Der Tagesspiegel
Jörg Königsdorf
Mahler: "Das Lied von der Erde", Berlin, 12. Januar 2006
Echo des Weltuntergangs
Den Musikern des Berliner Sinfonie-Orchesters dürfte vor der Begegnung mit Lothar Zagrosek etwas mulmig zumute gewesen sein: nicht nur, weil der Stuttgarter Generalmusikdirektor ab nächster Saison ihr neuer Chefdirigent ist, sondern auch, weil der letzte gemeinsame Auftritt mit Zagrosek acht Jahre zurückliegt. Wer kann nach so langer Zeit schon abschätzen, ob sich ein Dirigent und ein fast komplett erneuertes Orchester überhaupt noch verstehen? Oder ob sich die Berufung Zagroseks, ähnlich wie diejenige des glücklosen Michael Schönwandt bald nach der Wende, nicht als existenzieller Fehlschlag erweisen würde?

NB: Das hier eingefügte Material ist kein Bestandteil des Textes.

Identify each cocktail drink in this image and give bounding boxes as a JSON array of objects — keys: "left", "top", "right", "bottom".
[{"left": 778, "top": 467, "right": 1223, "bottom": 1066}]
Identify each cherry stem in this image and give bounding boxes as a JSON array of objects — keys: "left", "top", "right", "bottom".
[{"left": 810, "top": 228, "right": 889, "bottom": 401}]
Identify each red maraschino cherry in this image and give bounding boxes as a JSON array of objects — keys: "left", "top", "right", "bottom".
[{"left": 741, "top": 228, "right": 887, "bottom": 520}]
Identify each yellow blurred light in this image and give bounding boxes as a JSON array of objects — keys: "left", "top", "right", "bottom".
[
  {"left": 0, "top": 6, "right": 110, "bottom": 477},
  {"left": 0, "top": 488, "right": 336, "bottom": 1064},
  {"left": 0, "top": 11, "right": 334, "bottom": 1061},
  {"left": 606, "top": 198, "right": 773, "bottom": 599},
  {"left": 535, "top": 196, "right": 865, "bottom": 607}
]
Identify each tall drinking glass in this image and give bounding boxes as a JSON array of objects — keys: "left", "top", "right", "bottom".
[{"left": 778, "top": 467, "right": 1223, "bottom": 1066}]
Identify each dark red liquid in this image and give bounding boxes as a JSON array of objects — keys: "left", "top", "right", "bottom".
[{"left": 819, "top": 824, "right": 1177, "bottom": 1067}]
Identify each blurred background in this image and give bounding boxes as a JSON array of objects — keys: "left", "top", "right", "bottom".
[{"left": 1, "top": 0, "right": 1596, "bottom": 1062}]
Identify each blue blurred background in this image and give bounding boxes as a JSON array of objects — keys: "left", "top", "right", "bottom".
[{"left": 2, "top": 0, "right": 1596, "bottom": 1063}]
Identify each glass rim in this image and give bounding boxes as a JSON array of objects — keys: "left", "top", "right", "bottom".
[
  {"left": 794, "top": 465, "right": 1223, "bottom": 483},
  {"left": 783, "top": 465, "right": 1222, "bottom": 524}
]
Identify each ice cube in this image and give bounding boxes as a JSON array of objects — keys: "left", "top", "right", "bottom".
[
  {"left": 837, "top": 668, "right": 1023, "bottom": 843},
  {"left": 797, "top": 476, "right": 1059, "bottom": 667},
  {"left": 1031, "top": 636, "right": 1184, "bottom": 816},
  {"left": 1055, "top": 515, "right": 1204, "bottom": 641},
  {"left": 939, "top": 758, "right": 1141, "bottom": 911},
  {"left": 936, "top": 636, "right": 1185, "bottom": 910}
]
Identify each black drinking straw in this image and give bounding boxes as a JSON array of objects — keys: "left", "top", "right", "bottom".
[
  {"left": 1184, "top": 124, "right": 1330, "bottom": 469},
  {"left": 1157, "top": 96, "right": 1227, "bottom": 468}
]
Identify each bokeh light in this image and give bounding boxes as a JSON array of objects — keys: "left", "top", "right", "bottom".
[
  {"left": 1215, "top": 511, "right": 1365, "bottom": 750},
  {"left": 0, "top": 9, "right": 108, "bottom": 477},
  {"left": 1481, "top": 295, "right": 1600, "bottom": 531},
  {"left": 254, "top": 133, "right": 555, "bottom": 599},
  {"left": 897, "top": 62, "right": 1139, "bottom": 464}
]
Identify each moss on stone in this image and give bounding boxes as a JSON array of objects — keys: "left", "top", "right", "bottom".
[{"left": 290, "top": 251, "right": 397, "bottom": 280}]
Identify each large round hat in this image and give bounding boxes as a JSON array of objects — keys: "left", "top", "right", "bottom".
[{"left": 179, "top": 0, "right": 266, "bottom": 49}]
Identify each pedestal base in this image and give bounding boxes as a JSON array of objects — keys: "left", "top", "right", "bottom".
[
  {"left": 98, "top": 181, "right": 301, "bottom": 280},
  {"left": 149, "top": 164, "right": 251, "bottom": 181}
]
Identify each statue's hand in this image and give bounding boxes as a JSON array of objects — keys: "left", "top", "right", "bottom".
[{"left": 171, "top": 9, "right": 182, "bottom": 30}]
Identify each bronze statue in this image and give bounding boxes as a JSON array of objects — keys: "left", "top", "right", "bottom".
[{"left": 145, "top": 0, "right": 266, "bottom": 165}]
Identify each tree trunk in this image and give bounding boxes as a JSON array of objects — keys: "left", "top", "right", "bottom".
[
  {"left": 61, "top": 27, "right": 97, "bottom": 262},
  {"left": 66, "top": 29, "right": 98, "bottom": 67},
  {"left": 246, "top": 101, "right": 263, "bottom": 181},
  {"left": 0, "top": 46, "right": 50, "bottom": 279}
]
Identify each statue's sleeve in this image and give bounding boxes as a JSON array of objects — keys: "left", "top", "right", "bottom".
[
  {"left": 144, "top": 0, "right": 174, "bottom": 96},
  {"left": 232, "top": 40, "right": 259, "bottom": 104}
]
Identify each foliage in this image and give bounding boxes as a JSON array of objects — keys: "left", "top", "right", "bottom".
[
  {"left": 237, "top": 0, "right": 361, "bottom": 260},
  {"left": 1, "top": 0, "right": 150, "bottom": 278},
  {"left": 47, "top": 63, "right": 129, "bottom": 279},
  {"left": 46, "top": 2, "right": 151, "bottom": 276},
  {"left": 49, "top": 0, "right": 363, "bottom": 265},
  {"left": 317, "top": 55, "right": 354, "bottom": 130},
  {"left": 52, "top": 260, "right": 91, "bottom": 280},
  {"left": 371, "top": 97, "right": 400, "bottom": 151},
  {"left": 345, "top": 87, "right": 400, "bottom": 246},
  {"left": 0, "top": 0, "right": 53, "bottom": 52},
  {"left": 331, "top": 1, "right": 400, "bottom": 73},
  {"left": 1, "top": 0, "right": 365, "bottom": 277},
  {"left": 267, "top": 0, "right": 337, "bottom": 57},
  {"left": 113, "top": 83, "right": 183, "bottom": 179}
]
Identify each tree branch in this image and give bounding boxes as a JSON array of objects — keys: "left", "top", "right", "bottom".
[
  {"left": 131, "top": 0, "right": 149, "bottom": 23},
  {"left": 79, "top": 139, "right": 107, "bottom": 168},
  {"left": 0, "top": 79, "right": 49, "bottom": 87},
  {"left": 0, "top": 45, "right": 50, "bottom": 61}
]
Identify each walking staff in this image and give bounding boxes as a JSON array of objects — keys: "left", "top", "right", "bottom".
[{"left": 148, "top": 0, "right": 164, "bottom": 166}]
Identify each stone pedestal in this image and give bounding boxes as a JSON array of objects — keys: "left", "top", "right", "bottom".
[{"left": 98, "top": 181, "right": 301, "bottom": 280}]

Die Musiker können beruhigt sein: Das Publikum im Konzerthaus applaudierte frenetisch; und auch der künstlerische Ertrag stimmte. Zagroseks klarsichtiger, aber keineswegs unterkühlter Stil findet Resonanz: Man spürt geradezu ein Aufatmen im Orchester, dass nach dem Pultautokraten Eliahu Inbal hier künftig ein entspannterer Geist herrschen wird. Zwar hatte Inbal das etwas ramponierte und durch starke Personalfluktuation verunsicherte Orchester in den vergangenen Jahren in Facon gebracht, erhellende künstlerische Akzente konnte der ehemals gefeierte Mahler- und Bruckner-Interpret jedoch kaum mehr setzen. Das scheint jetzt anders zu werden: Auf Anhieb findet das BSO unter Zagrosek zu jenem gemeinsamen Atem, der jedes sinfonische Werk tragen muss, wird eben nicht nur präzise gespielt, sondern Musik gemacht.

Die Uraufführung des Stücks "Herbst Wanderer" des Japaners Toshio Hosogawa ist in diesem Zusammenhang freilich mehr als Atemübung zu verstehen: Das knapp halbstündige Opus für Klavier, Saxofon, Schlagzeug und Streicher (mit dem Trio Accanto) garniert seine organische Entwicklungskurve zwar mit allerhand Klangreizen von auratischen Streichernebeln bis zu fernöstlichen Gebetsglöcklein, bietet darüber hinaus jedoch wenig Erkenntniswert.

Zentraler Verständigungspunkt zwischen Dirigent und Orchester bleibt das große klassisch-romantische Repertoire. Mahlers "Lied von der Erde" stellt insofern eine gute Wahl für die Kontaktaufnahme dar, als das Stück den Musikern neben der geballten Strahlkraft des Tuttiklangs auch kammermusikalische Finesse abfordert. Und tatsächlich macht Zagrosek Kammermusik im orchestralen Rahmen, betont bei flüssigen Tempi den Liedcharakter der Nummern, setzt auf Natürlichkeit, statt jede fallende Notensequenz gleich zum Abschiedsseufzer zu zerdehnen. Das kommt nicht nur den beiden fabelhaften Solisten Petra Lang und Jonas Kaufmann entgegen, sondern sorgt auch für Balance zwischen der artifiziell entrückten Chinoiserie des Stücks und der spätromantischen Klanggewalt, die hier nur untergründig, wie das grollende Echo eines Weltuntergangs, spürbar bleibt. Und so freut sich nicht nur das BSO auf seinen neuen Chef (noch einmal heute, 20 Uhr).